Float comparison

jameskuyper · May 5, 2009

Richard said:
....
An issue here is that if one is working with floating point
numbers one should, IMNSHO, think of them as representing ranges
of mathematical values, i.e., as an interval in the real number
line. At the same time a floating point number is also an exact
rational number. As such it is an exemplar of the range.

That sounds pretty much exactly like what Chuck said. Keith has been
saying that you don't have to think of them that way, that it's up to
the application whether or not it treats them in that fashion, so this
does not represent a common opinion that they could both agree with.

I have the impression he is the "only a discrete value" side,
that his view is that that is what the formalism says.
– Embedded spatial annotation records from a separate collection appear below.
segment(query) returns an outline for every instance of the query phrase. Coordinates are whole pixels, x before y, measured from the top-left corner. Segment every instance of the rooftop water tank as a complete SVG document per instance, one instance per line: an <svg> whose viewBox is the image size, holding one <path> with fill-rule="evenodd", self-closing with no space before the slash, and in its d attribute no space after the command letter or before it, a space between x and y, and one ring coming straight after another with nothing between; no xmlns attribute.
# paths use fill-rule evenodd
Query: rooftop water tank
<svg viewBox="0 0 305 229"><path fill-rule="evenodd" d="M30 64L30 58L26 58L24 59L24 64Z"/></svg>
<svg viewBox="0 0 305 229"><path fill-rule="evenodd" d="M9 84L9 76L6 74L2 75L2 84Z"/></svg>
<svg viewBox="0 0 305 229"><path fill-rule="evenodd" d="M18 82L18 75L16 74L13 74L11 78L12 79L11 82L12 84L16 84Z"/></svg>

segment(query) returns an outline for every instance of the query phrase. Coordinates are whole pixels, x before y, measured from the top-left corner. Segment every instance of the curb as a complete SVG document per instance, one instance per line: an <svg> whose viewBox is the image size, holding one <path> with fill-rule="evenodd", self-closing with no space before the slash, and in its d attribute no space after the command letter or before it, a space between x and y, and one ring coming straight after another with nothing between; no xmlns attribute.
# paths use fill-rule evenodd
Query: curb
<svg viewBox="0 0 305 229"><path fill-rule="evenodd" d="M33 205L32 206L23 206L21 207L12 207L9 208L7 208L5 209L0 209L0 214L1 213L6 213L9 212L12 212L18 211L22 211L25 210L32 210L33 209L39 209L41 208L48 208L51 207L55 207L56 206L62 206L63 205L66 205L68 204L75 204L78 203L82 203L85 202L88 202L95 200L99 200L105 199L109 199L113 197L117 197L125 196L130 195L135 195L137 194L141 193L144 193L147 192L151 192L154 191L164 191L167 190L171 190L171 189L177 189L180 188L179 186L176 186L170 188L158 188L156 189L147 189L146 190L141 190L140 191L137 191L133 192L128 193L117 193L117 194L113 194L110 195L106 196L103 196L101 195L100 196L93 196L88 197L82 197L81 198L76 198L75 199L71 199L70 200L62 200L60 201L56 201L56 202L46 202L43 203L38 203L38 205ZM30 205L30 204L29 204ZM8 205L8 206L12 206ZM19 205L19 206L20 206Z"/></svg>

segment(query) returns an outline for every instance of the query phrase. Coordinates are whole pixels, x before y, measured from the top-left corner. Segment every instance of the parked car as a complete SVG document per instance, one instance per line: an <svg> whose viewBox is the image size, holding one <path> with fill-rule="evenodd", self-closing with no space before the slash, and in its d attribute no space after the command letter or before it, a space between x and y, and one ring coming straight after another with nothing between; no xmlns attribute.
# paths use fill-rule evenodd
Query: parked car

He's been very clear about the distinction between how floating point
numbers are stored and how they are used, and has repeatedly indicated
that it's up to the application how they are used.

....

That said, I think your thoughts on spacing are off the mark.
Floating point numbers are a representation of the real line; as
such they are necessarily inexact. Integers are a representation
of, well, integers. As such they are exact. If you are using
integers to denote things that are not integers then spacing
comes into play, but that is a different matter.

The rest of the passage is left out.